В Фишфорт мы с Фиалкой поехали на паровозе. Нобб-он-Хамбер, Фибз-Уош, Коулманз-Ханч, Мэггздэйл, Южный Бриль: я смотрел в окно на пейзаж, к которому возвращался, и сердце мое наполнялось радостью. В Фишфорте мы забрались на холм к Лечебнице. В небе парили чайки и бакланы, и свежий ветер – морской ветер – свистел в ушах.
Над нами вырисовывалась твердыня Лечебницы; мы запрокинули головы. И там стоял он в окне высокой одинокой башни и смотрел вдаль, словно волшебница Шалот.[143] Как будто ждал все это время нашего приезда.
Мы бешено замахали. Затем он увидел нас. И тут же исчез.
– Я поднимаюсь! – крикнул я ему.
– Постой! Я уверена, он спускается! – сказала Фиалка, и мы ринулись в ворота и вверх по винтовой лестнице. Отчаянно желая поскорее добраться до него, я скинул туфли и полез на четвереньках, вскарабкиваясь на две, три, четыре одновременно.
– Я – Дарвинов парадокс, – крикнул я, увидев, как он спускается.
И он улыбнулся в ответ.
– Или шутка Господа, – просипел он.
Мы столкнулись посередине лестницы. И там, на площадке, встретились лицом к лицу. Мы долго так простояли. Его круглое лицо исхудало, а остатки волос спутались и побелели.
– Я был не прав, – произнес он.
Но я ничего не ответил. Я не мог говорить – горло сжалось. И вместо этого бросился в его объятия, и он крепко прижал меня к себе.
– «Нет человека, который был бы как Остров, сам по себе, – наконец сказал он. – Каждый человек есть часть Материка, часть Суши».
Фиалку он полюбил моментально. Тем более, когда я рассказал, что благодаря ей избавился от Милдред.
– Как? – изумленно спросил он. – Твоя матушка делала все, чтобы вытравить этого червя! Все, что было в ее силах!
– Милдред никогда не существовала, – объявила Фиалка. Это стало ее открытием – которым она гордилась по праву.
Когда я наконец поведал ей в деталях о симптомах, вызываемых моим позорным обитателем, глаза мисс Скрэби сузились, и она оценивающе посмотрела на меня.
– И как давно этот червь тебя не беспокоит? – поинтересовалась она.
– С нашей встречи, – ответил я, вдруг осознав сей факт, – она благосклонно оставила меня в покое. Не считая Банкета, где я съел что-то похожее на…

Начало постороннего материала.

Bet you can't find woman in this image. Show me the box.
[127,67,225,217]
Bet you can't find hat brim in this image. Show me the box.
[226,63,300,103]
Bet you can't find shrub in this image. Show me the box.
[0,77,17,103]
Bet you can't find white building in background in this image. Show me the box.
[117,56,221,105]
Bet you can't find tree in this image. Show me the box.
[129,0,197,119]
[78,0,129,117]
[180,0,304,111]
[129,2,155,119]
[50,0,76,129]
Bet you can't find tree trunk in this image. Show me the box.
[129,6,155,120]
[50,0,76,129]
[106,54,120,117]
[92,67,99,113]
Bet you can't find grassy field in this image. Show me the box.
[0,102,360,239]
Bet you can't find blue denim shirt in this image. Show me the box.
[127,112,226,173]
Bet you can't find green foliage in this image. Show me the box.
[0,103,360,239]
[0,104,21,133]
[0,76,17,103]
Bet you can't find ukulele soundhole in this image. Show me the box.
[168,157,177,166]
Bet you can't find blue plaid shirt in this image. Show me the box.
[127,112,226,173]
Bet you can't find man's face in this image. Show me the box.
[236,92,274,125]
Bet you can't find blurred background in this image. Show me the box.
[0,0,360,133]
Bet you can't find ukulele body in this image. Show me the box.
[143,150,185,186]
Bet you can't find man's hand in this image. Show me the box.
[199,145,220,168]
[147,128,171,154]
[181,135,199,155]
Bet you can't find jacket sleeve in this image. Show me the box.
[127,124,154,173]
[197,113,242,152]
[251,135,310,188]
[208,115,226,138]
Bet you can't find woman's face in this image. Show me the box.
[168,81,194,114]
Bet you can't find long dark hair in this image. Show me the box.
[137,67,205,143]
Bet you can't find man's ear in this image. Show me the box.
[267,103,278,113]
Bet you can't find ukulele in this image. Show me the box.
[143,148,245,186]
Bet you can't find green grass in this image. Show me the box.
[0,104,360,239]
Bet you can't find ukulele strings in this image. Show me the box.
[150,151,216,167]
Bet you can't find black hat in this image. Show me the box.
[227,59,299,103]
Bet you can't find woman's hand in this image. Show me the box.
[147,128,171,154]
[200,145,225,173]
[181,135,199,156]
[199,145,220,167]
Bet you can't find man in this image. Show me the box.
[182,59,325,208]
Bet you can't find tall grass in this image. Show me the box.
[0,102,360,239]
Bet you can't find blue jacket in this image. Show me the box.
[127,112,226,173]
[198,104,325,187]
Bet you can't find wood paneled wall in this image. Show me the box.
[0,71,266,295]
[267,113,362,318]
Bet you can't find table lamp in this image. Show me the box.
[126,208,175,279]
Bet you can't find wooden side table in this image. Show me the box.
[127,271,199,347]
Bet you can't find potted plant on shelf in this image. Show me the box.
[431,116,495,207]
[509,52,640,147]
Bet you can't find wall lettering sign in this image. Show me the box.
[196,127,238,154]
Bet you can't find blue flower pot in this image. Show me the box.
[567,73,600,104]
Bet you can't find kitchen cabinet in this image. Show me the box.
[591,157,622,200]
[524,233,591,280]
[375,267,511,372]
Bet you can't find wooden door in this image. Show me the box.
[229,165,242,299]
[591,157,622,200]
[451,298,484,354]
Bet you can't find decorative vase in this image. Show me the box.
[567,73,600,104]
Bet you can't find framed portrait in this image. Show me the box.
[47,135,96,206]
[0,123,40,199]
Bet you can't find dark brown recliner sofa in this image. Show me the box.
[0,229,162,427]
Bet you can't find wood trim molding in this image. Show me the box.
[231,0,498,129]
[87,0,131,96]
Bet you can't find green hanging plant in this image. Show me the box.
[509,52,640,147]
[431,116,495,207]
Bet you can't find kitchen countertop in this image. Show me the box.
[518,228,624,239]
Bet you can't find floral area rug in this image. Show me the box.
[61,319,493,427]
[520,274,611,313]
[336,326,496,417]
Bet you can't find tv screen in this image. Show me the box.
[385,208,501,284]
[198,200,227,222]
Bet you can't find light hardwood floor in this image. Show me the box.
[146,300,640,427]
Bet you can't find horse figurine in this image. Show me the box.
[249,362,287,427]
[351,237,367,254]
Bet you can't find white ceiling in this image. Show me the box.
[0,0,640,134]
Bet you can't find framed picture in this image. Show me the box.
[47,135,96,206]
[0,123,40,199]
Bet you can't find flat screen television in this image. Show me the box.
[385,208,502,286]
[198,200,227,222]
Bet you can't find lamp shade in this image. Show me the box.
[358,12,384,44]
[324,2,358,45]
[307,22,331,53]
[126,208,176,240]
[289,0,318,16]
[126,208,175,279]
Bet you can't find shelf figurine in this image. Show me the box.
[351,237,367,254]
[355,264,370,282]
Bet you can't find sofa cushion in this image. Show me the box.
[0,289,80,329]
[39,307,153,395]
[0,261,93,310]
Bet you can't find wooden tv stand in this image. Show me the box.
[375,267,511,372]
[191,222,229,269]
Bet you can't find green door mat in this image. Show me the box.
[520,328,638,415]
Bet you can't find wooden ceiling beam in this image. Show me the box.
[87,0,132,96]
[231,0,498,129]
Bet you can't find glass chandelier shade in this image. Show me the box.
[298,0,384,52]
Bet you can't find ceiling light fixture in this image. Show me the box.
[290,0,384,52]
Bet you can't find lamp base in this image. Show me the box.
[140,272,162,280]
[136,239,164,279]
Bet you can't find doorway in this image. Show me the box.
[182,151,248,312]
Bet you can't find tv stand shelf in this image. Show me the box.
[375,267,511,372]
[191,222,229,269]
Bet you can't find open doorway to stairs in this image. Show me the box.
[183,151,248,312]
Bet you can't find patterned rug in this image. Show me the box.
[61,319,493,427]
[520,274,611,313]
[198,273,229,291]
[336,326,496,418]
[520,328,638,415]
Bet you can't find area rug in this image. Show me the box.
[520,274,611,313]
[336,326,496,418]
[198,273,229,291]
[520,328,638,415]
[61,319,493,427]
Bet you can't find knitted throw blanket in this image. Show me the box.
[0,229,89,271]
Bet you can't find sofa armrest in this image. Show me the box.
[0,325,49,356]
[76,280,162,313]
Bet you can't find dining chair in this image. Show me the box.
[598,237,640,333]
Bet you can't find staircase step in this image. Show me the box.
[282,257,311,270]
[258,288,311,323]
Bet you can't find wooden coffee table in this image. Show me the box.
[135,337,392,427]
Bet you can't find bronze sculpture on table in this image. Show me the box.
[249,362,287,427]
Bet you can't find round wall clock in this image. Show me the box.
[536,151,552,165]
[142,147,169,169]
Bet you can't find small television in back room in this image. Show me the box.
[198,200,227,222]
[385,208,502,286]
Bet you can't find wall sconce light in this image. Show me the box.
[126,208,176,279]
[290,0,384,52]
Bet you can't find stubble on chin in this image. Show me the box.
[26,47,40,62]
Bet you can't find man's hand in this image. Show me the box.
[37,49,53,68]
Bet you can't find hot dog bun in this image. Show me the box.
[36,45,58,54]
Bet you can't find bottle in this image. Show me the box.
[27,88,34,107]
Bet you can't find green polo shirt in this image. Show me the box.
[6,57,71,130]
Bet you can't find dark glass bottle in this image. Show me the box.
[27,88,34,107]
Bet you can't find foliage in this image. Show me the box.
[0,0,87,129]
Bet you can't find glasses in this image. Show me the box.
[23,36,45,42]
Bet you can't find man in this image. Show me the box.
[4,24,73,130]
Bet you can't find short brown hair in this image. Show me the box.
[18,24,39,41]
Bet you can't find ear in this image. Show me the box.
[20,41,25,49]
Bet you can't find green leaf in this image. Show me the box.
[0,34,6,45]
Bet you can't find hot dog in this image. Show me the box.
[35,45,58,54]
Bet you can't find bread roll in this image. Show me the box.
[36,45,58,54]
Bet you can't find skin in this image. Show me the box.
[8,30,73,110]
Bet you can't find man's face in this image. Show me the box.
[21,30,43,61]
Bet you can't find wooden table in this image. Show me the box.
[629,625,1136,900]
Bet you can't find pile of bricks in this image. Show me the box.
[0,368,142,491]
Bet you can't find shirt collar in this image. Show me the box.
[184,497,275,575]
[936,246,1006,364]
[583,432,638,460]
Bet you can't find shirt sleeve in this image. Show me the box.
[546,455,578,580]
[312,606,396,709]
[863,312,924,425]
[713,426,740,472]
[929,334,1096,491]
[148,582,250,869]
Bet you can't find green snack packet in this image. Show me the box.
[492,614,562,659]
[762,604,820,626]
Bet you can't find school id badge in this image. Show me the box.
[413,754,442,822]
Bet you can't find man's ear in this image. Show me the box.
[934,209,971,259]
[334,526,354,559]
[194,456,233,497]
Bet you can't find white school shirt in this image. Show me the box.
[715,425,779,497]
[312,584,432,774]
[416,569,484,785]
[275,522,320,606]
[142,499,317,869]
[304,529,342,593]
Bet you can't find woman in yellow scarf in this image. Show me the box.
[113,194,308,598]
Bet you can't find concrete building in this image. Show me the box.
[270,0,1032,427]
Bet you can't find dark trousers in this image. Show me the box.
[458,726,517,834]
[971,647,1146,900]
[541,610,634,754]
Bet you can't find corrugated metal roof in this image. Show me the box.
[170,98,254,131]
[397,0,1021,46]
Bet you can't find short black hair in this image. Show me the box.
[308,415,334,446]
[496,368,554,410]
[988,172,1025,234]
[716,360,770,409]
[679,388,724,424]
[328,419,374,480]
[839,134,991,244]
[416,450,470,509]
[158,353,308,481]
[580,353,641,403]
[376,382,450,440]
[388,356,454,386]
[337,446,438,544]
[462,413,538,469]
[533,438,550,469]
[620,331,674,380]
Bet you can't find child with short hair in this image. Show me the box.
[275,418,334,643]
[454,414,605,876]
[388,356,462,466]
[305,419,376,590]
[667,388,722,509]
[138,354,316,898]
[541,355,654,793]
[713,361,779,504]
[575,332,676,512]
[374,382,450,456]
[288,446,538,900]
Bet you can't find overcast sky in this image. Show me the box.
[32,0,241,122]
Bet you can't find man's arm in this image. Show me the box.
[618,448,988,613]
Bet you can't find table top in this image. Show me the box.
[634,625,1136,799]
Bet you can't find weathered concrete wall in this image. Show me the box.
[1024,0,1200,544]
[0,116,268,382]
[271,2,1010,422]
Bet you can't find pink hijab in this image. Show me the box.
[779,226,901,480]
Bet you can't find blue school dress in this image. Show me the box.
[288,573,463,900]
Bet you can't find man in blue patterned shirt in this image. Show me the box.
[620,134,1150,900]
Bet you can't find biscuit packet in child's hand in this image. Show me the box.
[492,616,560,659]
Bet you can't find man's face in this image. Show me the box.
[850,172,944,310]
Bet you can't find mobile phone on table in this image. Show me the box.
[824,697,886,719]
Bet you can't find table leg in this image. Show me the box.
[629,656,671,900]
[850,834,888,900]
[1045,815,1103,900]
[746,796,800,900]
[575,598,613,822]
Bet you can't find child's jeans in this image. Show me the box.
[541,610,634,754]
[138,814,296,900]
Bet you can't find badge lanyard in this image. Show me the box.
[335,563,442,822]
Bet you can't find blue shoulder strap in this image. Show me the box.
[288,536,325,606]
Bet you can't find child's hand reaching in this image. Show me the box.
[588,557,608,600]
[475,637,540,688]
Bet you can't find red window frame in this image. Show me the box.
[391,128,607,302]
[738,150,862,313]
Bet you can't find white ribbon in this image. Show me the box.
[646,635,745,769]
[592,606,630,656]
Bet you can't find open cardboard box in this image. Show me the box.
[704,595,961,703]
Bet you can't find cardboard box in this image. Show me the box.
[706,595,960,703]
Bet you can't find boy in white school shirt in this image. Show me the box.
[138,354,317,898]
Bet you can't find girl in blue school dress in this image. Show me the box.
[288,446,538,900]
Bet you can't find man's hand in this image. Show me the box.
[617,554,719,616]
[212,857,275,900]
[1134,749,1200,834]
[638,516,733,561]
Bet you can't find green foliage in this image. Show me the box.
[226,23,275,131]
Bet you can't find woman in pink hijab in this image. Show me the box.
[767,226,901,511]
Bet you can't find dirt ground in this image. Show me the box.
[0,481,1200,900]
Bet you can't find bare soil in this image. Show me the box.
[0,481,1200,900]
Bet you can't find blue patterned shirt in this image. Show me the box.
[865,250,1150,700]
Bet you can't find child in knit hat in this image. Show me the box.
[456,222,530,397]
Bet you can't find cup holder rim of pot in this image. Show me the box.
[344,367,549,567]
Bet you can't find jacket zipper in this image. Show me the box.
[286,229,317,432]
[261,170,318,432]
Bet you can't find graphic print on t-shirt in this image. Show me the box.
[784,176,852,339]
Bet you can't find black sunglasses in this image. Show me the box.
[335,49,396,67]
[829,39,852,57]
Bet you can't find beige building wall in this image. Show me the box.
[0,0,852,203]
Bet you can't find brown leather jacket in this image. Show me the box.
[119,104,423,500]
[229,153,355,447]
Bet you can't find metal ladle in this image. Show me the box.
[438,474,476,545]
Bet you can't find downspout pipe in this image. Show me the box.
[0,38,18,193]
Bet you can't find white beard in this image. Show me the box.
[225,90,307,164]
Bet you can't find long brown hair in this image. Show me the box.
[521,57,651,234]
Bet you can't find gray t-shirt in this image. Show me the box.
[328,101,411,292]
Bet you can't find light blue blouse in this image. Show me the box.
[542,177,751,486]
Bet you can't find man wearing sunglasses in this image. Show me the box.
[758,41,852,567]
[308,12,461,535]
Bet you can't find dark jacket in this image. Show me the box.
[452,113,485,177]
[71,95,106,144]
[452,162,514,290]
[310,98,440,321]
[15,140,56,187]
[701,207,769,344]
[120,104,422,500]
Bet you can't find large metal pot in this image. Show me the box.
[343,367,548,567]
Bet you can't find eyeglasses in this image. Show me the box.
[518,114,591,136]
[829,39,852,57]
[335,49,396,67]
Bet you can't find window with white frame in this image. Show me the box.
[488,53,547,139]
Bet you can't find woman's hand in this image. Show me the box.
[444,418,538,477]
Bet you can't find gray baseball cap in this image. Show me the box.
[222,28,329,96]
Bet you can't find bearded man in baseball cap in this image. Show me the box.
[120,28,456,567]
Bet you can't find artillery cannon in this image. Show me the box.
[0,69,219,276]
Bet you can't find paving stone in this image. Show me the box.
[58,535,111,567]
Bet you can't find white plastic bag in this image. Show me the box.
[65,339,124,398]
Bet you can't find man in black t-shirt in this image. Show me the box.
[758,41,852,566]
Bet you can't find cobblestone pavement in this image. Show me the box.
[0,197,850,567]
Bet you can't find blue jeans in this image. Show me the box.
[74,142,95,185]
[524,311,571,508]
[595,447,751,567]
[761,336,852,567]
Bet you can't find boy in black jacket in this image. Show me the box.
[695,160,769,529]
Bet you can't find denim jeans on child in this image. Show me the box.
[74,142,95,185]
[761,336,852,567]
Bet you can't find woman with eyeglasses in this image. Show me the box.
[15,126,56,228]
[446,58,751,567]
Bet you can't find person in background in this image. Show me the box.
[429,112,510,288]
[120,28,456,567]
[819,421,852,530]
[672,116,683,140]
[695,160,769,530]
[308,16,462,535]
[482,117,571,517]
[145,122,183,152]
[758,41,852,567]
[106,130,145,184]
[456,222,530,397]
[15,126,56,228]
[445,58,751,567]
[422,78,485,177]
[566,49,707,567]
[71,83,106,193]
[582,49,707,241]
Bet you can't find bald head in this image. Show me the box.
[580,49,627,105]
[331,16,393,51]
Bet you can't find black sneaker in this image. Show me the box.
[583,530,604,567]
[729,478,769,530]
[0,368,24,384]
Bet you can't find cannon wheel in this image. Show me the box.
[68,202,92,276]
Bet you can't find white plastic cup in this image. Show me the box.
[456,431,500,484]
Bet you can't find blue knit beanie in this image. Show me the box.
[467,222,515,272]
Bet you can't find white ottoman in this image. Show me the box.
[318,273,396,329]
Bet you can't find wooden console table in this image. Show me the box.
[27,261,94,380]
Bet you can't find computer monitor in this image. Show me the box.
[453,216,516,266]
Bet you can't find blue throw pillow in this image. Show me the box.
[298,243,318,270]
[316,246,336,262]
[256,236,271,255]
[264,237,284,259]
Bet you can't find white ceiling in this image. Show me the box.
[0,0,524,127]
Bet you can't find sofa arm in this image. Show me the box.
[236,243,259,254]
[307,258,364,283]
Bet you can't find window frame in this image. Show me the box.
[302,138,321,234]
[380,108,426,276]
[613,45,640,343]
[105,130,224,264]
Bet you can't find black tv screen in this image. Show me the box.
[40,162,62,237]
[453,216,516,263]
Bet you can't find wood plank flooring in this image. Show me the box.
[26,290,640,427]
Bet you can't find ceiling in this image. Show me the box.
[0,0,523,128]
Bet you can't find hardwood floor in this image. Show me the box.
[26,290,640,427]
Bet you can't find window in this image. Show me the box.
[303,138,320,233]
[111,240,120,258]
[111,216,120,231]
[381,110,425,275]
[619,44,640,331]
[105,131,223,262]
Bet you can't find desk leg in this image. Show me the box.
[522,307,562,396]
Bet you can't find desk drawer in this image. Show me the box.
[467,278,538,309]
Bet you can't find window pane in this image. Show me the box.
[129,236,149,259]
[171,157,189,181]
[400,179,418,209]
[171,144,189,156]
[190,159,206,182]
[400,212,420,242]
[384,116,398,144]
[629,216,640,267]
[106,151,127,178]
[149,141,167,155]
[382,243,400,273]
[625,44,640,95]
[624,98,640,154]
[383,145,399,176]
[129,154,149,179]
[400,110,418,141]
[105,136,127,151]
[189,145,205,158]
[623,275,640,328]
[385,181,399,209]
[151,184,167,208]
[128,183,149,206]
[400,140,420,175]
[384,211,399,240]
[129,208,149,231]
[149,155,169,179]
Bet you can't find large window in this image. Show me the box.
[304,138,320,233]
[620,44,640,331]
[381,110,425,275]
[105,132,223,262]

– Мясо, – закончила Фиалка. – Или рыбу. – Она засмеялась. – Милдред больше тебя не потревожит, – суверенностью заявила она. – Я обнаружила, что мартышка-джентльмен принадлежал к виду, потреблявшему лишь овощи, фрукты и орехи. Все остальное было ему противно и создавало в его кишках затор. Ты унаследовал его пищеварительную систему – вот моя догадка. Все эти годы ты питался неправильно, Тобиас.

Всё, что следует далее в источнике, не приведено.